Miniature Brush Cherry Back Budding Question

thams
11 years ago

Hi All,

I recently purchased a miniature Brush Cherry nursery plant to convert to a bonsai specimen. It's doing well and loving it's new pot and increased sunlight in contrast to it's previous life in a pot shoved in a corner behind taller trees.

I know compacting the foliage of a bonsai can take many growing seasons and I'm up for the task. My question is how far should I prune to induce back budding closer to the trunk? The idea is to obviously produce tight ramification through continuous pruning. My tree (see picture) only forks at the end of the branches though.

Should I prune the old wood branches back hard in early spring to produce leaves closer to the trunk? Will pruning off the ends with all the leaves potentially kill the tree (I know timing is crucial)? I know Brush Cherries are very hardy, but I don't want to push the tree too hard at once. I plan on caring for this tree for many many years to come, so I'm willing to go slowly. I just want to make sure that I'm using the proper pruning technique for this particular tree.

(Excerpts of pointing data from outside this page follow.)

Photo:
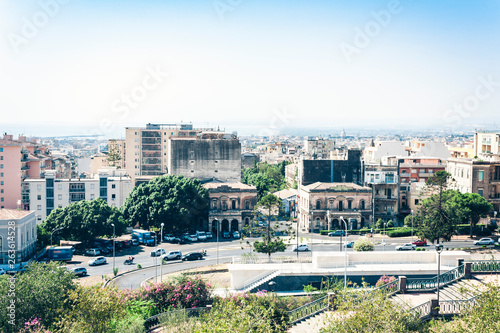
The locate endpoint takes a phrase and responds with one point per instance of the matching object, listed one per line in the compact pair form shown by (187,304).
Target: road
(227,249)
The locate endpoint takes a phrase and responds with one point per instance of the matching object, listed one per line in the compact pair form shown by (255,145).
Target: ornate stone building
(232,204)
(322,204)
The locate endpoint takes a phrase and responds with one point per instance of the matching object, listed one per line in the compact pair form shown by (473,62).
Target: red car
(420,242)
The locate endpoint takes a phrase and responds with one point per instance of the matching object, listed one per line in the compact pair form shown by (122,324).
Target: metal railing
(308,310)
(486,266)
(431,283)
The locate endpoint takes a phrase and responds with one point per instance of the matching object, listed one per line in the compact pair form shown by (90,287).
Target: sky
(96,66)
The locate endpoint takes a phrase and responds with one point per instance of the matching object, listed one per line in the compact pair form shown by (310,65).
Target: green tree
(177,201)
(40,292)
(270,243)
(84,221)
(469,208)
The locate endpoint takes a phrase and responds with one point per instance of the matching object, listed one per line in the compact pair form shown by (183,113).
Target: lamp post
(113,225)
(345,253)
(412,226)
(161,252)
(53,233)
(439,249)
(217,220)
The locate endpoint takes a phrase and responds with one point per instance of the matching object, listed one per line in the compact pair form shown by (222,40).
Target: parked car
(97,261)
(301,248)
(349,244)
(157,252)
(78,271)
(172,255)
(406,247)
(420,242)
(201,236)
(484,241)
(169,238)
(192,256)
(337,233)
(93,252)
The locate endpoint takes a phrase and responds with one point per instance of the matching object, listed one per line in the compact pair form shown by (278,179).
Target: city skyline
(96,67)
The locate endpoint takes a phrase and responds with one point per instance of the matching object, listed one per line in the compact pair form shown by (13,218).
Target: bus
(60,253)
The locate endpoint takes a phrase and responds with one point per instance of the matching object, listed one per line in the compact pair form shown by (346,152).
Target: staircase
(259,280)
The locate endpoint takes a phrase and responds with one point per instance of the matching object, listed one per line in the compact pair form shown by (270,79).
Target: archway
(234,225)
(224,225)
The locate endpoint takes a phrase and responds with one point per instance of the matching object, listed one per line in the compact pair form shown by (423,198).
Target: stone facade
(321,205)
(232,204)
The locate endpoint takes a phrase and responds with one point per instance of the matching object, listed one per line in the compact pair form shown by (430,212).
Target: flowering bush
(183,292)
(384,279)
(34,326)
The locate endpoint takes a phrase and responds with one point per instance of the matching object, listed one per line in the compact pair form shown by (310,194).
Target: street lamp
(412,226)
(113,225)
(439,249)
(345,253)
(161,252)
(53,233)
(217,220)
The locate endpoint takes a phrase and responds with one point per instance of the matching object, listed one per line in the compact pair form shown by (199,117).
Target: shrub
(363,244)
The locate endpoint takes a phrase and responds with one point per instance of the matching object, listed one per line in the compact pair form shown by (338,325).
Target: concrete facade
(321,206)
(16,227)
(232,204)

For a sense of scale, the tree is roughly 20 inches high including the pot. Thanks everyone!

Comments (8)

  • tapla (mid-Michigan, USDA z5b-6a)
    11 years ago
    last modified: 9 years ago

    I've been practicing bonsai for a long time, so it doesn't bother me to lop off the top 90% of a plant in order to build some taper into the trunk - and having a lot of trees allows you to sacrifice the temporal on the altar of possibilities. IOW - if you have a lot of trees, it doesn't bother you to do the hard thing for the sake of something extra nice down the road. That's the type of bonsai practitioner I would be making the following suggestion to.

    I would be thinking of chopping this tree just above one of the two lowest small branches - which ever one gives you the best trunk line after wiring them into place. I would wait until spring to do it, not pruning anything for now, other than what it takes to ensure the branch you select as your new leader is getting enough light. Then, I would continue to develop trunk taper through a series of sacrifice branches over the next several years. Watch the sacrifice branch - when it starts to get so large that you can see a collar developing around the leader you've chosen, it's time to remove the sacrifice branch & start developing another. I usually have 2-3 sacrifice branches planned ahead, so when the lowest is removed, there is another ready to take its place.

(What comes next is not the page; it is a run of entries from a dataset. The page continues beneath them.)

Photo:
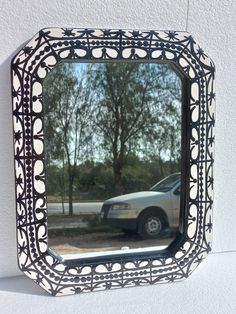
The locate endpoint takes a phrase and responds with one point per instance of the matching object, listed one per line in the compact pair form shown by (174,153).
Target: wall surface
(212,23)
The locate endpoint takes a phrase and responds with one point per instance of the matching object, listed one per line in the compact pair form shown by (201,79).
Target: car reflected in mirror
(147,213)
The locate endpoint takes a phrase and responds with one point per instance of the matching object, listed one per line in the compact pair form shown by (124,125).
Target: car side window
(177,190)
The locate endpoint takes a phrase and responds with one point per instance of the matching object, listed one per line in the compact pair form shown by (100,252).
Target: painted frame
(29,68)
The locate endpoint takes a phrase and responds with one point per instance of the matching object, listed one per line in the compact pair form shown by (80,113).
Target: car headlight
(121,206)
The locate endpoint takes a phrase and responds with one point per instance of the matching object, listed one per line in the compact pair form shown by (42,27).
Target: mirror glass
(113,134)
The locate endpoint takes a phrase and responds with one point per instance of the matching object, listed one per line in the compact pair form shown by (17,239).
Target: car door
(175,202)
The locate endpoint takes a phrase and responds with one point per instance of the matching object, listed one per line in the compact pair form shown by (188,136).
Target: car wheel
(129,231)
(151,225)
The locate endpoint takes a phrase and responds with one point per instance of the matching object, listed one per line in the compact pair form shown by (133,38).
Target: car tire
(151,225)
(129,231)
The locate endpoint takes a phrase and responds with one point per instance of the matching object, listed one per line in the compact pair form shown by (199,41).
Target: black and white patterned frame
(29,68)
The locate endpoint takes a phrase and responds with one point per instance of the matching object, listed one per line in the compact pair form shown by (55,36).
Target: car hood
(132,196)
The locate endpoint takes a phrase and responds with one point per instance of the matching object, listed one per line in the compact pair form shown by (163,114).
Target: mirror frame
(29,67)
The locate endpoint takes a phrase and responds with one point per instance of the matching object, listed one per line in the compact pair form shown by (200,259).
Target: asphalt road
(89,207)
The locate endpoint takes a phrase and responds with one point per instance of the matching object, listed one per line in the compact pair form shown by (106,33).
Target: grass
(57,199)
(93,222)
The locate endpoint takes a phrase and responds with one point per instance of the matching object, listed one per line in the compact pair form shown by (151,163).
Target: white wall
(212,23)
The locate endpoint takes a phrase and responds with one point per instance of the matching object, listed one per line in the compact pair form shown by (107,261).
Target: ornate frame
(29,67)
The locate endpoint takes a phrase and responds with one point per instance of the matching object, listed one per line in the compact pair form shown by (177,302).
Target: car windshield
(166,184)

    This plant back-buds very readily, so you CAN cut a healthy individual back severely with no problem. I would wait though, until at least Memorial day to do any significant pruning. If you're going to repot it in the spring, I would probably do the repot (without any pruning) around mid-May to Mem Day, then do your pruning once normal growth has resumed. That way, you take advantage of the tree's maximum ability to make photosynthate (food) to support root regeneration after the repot.

    Al

  • thams
    Original Author
    11 years ago
    last modified: 9 years ago

    Al,

    Thanks so much for your reply. I really appreciate the explanation. The trunk taper (or lack thereof) is the only thing that bothers me about this tree. Like I said, I plan to have this tree for a long time, so I'm willing to put in the years of effort to develop a really great bonsai.

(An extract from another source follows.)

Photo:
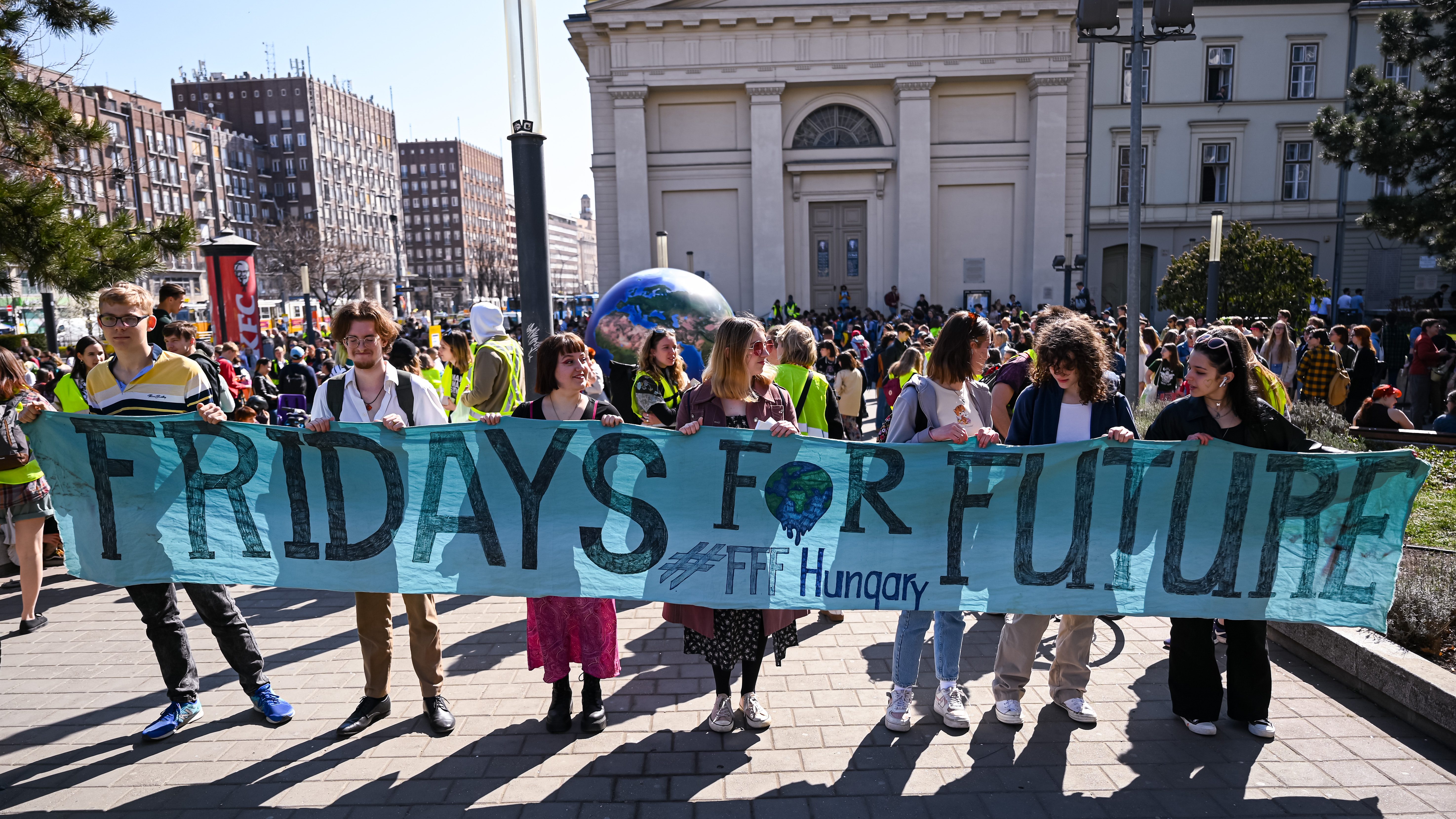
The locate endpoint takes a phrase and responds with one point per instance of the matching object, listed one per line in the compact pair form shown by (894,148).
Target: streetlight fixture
(1215,259)
(1173,20)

    I've been studying my tree for the past few weeks to consider all of my options for future development. I also bought another brush cherry of similar height, and I plan to do some drastic pruning at some point during the next growing season. IMO there are more development options with the pictured tree (in this post) than the other since there are two trunks. I'm considering leaving the left trunk as the apex and the right as a shorter slant. Any suggestions from a more experienced eye?

    Thanks again!

  • tapla (mid-Michigan, USDA z5b-6a)
    11 years ago
    last modified: 9 years ago

    It's always difficult to get any sort of perspective from a 2D photo, but you have the makings of a very nice mother/daughter tree, with the daughter tree on the right. If you decide to go that route, the daughter tree needs to have a smaller caliper (trunk diameter) than the mother tree. As things are now, the mother tree is the same size as or smaller than the daughter tree. This means you need to reduce the daughter tree considerably and leave a maximum amount of foliage on the mother tree so it can fatten up. At the same time, you need to keep the tree's future in mind, as you envision it. That's usually the hard part for beginners.

    If this was my tree, I would reduce the daughter tree today, by removing the vertical branches that won't be part of the composition. This plant tends to grow in tufts of foliage at branch ends just behind pruning cuts (like burning bush), so (on the daughter tree), I would remove any end 'tufts' that have multiple branches so there are only 2 secondary branches growing from each main branch. Concentrate on developing only horizontal branches you'll be keeping as part of the future composition. Let the mother tree grow unencumbered by pruning. ANY branches you intend to keep should never have more than 2 branches emanating from any single point - IE, Y's are ok, but 3 branches from the same point will give you trouble down the road because of reverse branch taper, so correct that as soon as it's reasonable to do so on both trees pictured in your posts.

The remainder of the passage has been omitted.